Dr. Lebwohl described a study that compared biopsy interpretation of Columbia pathologists experienced in celiac disease histopathology with those rendered by pathologists practicing in other settings.
“When we compared our pathologists’ interpretations of the same biopsy slides with those reviewed at university hospitals, there was good correlation,” Dr. Lebwohl said (Arguelles-Grande C et al. J Clin Pathol 2012;65:242-247).
But when the Columbia pathologists’ interpretation was compared with those provided by pathologists at community hospitals and at commercial laboratories, the correlation declined to moderate.
“So there appears to be inter–pathology laboratory variability with regard to histopathology interpretation,” said Dr. Lebwohl.
There are multiple explanations for this variability, said Govind Bhagat, MBBS, professor of clinical pathology and cell biology in medicine at Columbia University, and senior author of the pathology comparison study.
“There are issues with sample preparation. For the most part, in the United States, biopsies are not oriented in the endoscopy suite or prior to processing in the laboratory. When there is no orientation, assessment of villous atrophy or crypt hyperplasia becomes challenging.” This can lead to both underdiagnosis and overdiagnosis of celiac disease, he said.
Addressing the problem of sample orientation may be a bit tricky because it adds to cost, and it’s not clear whose responsibility it is—the gastroenterologist’s or the pathologist’s.
“Is it cost-effective? Should it be done? That’s out for debate,” Dr. Bhagat said. “But orientation of the samples will benefit histopathology review. Also, being aware of and using ancillary tests, like immunohistochemical stains to evaluate any increase in enteropathy lymphocytes, which might not be obvious on review of light microscopy features, would help bolster the diagnosis of celiac disease.”
To a large degree, however, inter-laboratory variability may stem from simple lack of awareness.
“One reason may be that the pathologist is not familiar with the spectrum of histopathologic alterations associated with celiac disease, or is not thinking about celiac disease, as it is still not a very common diagnosis outside of specialized or tertiary care referral centers,” Dr. Bhagat said. “A high proportion of reports from referring institutions lacked data regarding the degree of villous atrophy and many didn’t even mention the presence—or lack—of an increase in intraepithelial lymphocytes.
“But there is also a lack of information from the clinicians, who perhaps themselves aren’t aware, or who haven’t provided information to rule out celiac disease as a reason for the patient’s symptoms, alerting the pathologist that that’s what they should be evaluating for,” Dr. Bhagat said.
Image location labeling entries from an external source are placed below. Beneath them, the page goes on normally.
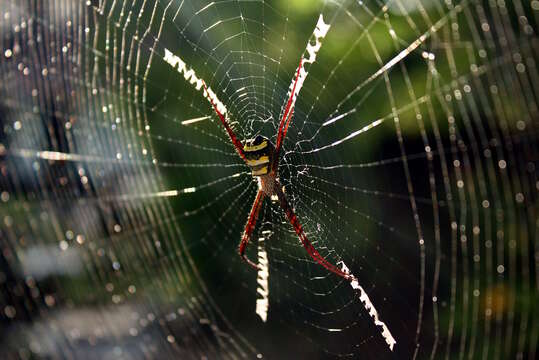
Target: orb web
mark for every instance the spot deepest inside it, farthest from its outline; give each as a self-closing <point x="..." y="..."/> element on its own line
<point x="410" y="161"/>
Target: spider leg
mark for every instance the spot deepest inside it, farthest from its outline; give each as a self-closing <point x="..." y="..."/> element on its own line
<point x="235" y="141"/>
<point x="287" y="113"/>
<point x="305" y="241"/>
<point x="250" y="226"/>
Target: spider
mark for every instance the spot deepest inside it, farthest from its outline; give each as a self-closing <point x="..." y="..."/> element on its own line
<point x="262" y="157"/>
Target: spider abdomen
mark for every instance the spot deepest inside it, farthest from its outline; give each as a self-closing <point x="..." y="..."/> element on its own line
<point x="259" y="155"/>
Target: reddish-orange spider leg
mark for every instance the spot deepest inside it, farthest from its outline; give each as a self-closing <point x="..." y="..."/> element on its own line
<point x="305" y="241"/>
<point x="235" y="141"/>
<point x="287" y="116"/>
<point x="250" y="226"/>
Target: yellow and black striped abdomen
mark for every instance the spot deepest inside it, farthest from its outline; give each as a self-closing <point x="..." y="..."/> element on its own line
<point x="258" y="155"/>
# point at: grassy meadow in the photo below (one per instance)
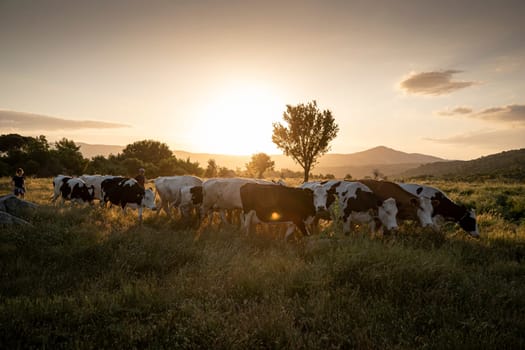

Correcting the discrepancy in celiac disease diagnoses among different types of pathology laboratories, and raising the rate of diagnoses overall, will probably require some degree of education of all parties involved, Dr. Bhagat said.
“Awareness is multifaceted. Patient awareness also will drive physician awareness. Pathologists and clinicians who attend seminars or symposia about celiac disease will realize this is something we need to check off or think about.”